LES ABERRATIONS DES SERVICES D’AIDE À LA JEUNESSE
À 10 ans, pour une malencontreuse prise de médicaments non adaptés, Alexandre, élève très doué, est placé dans une institution. Il vivait alternativement chez sa mère, fragile psychologiquement, et chez son père, tout à fait stable. Ses demandes pour réintégrer sa famille n’y font rien. Un tribunal déchoit même ses parents de leurs droits… avant de finalement de le renvoyer vivre auprès de sa mère. Nathanaël, non plus, les services d’Aide à la Jeunesse ne l’écoutent pas quand il dit vouloir rentrer chez lui. Or, il n’y a aucune raison pour qu’il ne puisse quitter le centre d’hébergement et retourner vivre avec sa mère, victime de l’effet secondaire d’un médicament.
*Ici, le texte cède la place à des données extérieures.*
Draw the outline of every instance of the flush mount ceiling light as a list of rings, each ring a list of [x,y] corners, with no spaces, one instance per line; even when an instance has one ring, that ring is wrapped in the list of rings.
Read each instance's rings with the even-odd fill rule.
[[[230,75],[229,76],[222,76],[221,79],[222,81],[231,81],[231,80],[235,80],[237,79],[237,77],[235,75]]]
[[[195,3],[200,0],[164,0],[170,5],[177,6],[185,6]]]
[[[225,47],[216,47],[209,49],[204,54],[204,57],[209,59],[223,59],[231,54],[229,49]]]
Ces deux cas, Anne-Cécile Huwart les rapporte dans son livre, Enfants en danger, consécutif à son reportage d’investigation diffusé à la RTBF le 22 mars dernier. Ce sont les services d’Aide et de Protection de la Jeunesse (SAJ et SPJ) qui, gérant quelque 40 000 dossiers par an, décident de ces placements. « Dans la majorité des cas, admet la journaliste, ces situations sont traitées de manière juste, bienveillante et professionnelle. Mais il arrive aussi que les institutions rajoutent de la violence à la violence. Ou qu’elles créent elles-mêmes la violence. »
À côté de ces enfants placés abusivement, au mépris des règles en vigueur, d’autres sont, au contraire, laissés entre les mains de leur agresseur. Lucie, une fillette éveillée d’une dizaine d’années, a été placée chez son père alors qu’elle ne cessait de se plaindre qu’il la battait, malgré l’amour que lui porte sa mère chez qui elle vivait après la séparation du couple, et en dépit des témoignages de ses grands-parents maternels. Arthur, dont les parents sont séparés, est victime d’abus sexuels violents et répétés de la part de son père… et, néanmoins, le SPJ l’oblige à dormir chez lui un week-end sur deux. Et c’est sa mère, aimante et protectrice, à l’instar de celle de Lucie, qui se retrouve sur le banc des accusés. « Je n’aurais pas pu imaginer que des services censés aider les familles puissent ne pas prendre en compte les violences exercées par un père sur sa fille, ne pas écouter la mère ni l’enfant, ne pas prendre au sérieux les médecins attestant de cette violence », s’alarme Anne-Cécile Huwart. Qui, forte des nombreux témoignages reçus, réclame « un peu plus d’humanité ». (M.P.)
Anne-Cécile HUWART, Enfants en danger, Gerpinnes, Kennes, 2023.